Pick whatever is closest to my values. There are two ways to rewire the kitchen so it’s up to code. One of them is “by the book” legal, but carries a slightly higher fire risk than the other, more expensive and more complicated solution. I’m not a fan of fires — we’re going with the safer solution. There are two ways to develop a workflow for a transaction. One makes it easier for my customers to make mistakes than the other, more expensive and more complexly coded solution. I’m not a fan of causing errors — we’re going with the more effective solution. Make it easy to look back on my decisions and say, “it was the right thing to do.”
Build an environment where making good choices is the default. When the refrigerator is filled with cans of soda and the cups are still packed, it’s much easier to drink soda than water. When there are carrots in the fridge and no chips, it’s much easier to munch carrots than chips. When the personas for a project are hanging on my cube walls, it’s much easier to think about their needs. When the company has a defined specification for how to lay out forms, it’s much easier to build good forms. This step takes some up-front work, which makes it easy to put off, but the gains are worth the time spent.

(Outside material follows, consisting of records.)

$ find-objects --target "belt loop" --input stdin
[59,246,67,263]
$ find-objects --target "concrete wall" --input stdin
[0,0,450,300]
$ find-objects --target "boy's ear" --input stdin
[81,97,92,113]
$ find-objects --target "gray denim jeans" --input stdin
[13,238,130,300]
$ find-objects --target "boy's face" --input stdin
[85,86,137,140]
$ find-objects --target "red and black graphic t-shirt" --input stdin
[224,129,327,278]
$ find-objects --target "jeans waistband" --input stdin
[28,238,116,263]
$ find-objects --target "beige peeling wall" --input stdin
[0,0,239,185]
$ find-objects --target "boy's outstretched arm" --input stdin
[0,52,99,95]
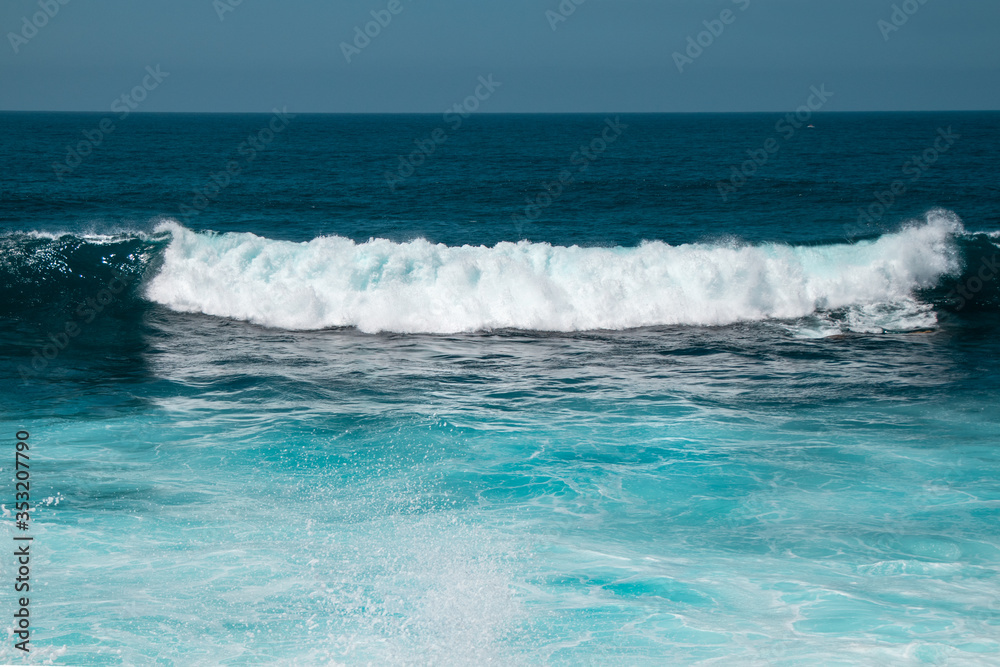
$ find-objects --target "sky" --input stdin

We are our first users — we’re using the workflows and environment that we set up for ourselves to make good decisions on behalf of ourselves, our families, our clients, and our users. We know the consequences of decision fatigue and poor choices better than most. We’re never going to eliminate decision fatigue from our own lives, or from anyone else’s, but by changing our own habits and lessening our own decision fatigue, we can make better choices more consistently throughout the day, which leads to a better experience for everyone.
Tonight we’re having Thai food — pretty much the last restaurant we haven’t visited. Tomorrow we’re making a menu for the week and going food shopping. It’s time to make some good decisions that will make it through the week.